Des thèmes graves abordés de manière légère
Toujours avec un formidable sens de la dérision et du décalage, Bertrand Blier chante donc ici les vertus d’une France de toutes les couleurs et de toutes les origines. Il a d’ailleurs confié l’habillage sonore du film à Cheb Khaled qui livre plusieurs morceaux raï très entraînants et réussis. Dans Un, deux, trois, soleil, le réalisateur livre donc une œuvre black, blanc, beur forte et qui sait évoquer des problèmes graves comme l’abandon des enfants, le manque d’éducation, la défaillance des services publics dans certains quartiers devenus des ghettos, mais toujours avec une forme de légèreté qui est la politesse des grands.
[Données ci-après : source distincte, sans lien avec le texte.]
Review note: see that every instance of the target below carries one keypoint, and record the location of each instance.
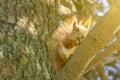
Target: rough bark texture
(25, 28)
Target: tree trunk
(25, 28)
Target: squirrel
(65, 40)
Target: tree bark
(25, 28)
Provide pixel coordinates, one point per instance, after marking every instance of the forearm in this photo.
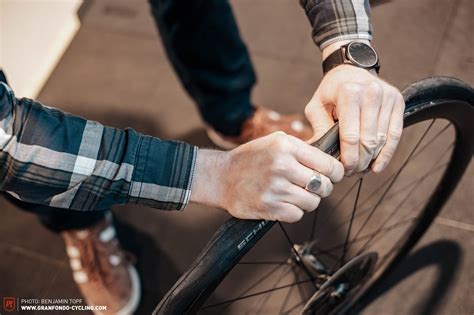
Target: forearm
(335, 21)
(209, 176)
(54, 158)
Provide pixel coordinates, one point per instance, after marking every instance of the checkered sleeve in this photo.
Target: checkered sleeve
(335, 20)
(54, 158)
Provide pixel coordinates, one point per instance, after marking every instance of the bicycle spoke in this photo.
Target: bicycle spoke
(313, 226)
(294, 307)
(300, 260)
(288, 294)
(363, 237)
(262, 263)
(354, 209)
(395, 178)
(258, 293)
(435, 137)
(259, 280)
(402, 202)
(340, 201)
(282, 275)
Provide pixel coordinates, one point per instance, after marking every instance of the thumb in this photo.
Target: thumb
(320, 117)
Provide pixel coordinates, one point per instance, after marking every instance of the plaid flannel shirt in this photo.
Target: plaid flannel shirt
(335, 20)
(53, 158)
Souvent très drôle grâce à des séquences délirantes et surtout des dialogues épicés, Un, deux, trois, soleil n’oublie pas non plus d’être poétique lorsqu’il évoque la tendresse féminine ou encore quand il offre aux morts une sorte de vie éternelle. On adore notamment la dernière séquence où le vieux père retrouve de manière métaphorique sa terre natale gorgée de soleil, alors même qu’il est décédé. L’émotion est alors à son comble dans cette œuvre totale qui n’évite pas toujours les sorties de piste, mais a le mérite de rester cohérente de bout en bout, ce qui ne sera pas toujours le cas des films suivants du réalisateur.
Un bel accueil critique, mais une déception commerciale
Sorti en plein mois d’août 1993, Un, deux, trois, soleil a globalement convaincu les critiques de l’époque, mais le public commence à se faire rare. Le long-métrage va convaincre moitié moins de spectateurs que Merci la vie en 1991. Certes, il proposait un casting moins vendeur pour le grand public, mais rétrospectivement, il s’agit bien du début du déclin commercial pour Bertrand Blier.
L’auteur a toutefois pu se consoler de ce revers commercial par l’obtention de prix prestigieux comme le Grand Prix de l’Académie européenne pour lui-même, ainsi que ceux de la meilleure musique et du meilleur second rôle masculin pour Marcello Mastroianni, lors de la Mostra de Venise 1993. Par la suite, le film a également reçu cinq nominations aux César 1994 et a obtenu deux statuettes (une pour Khaled et sa musique, et l’autre pour Olivier Martinez comme meilleur espoir masculin).
En l’état, Un, deux, trois, soleil peut être désormais considéré comme le dernier très grand film de Bertrand Blier. Une œuvre importante à (re)découvrir pour tous les cinéphiles.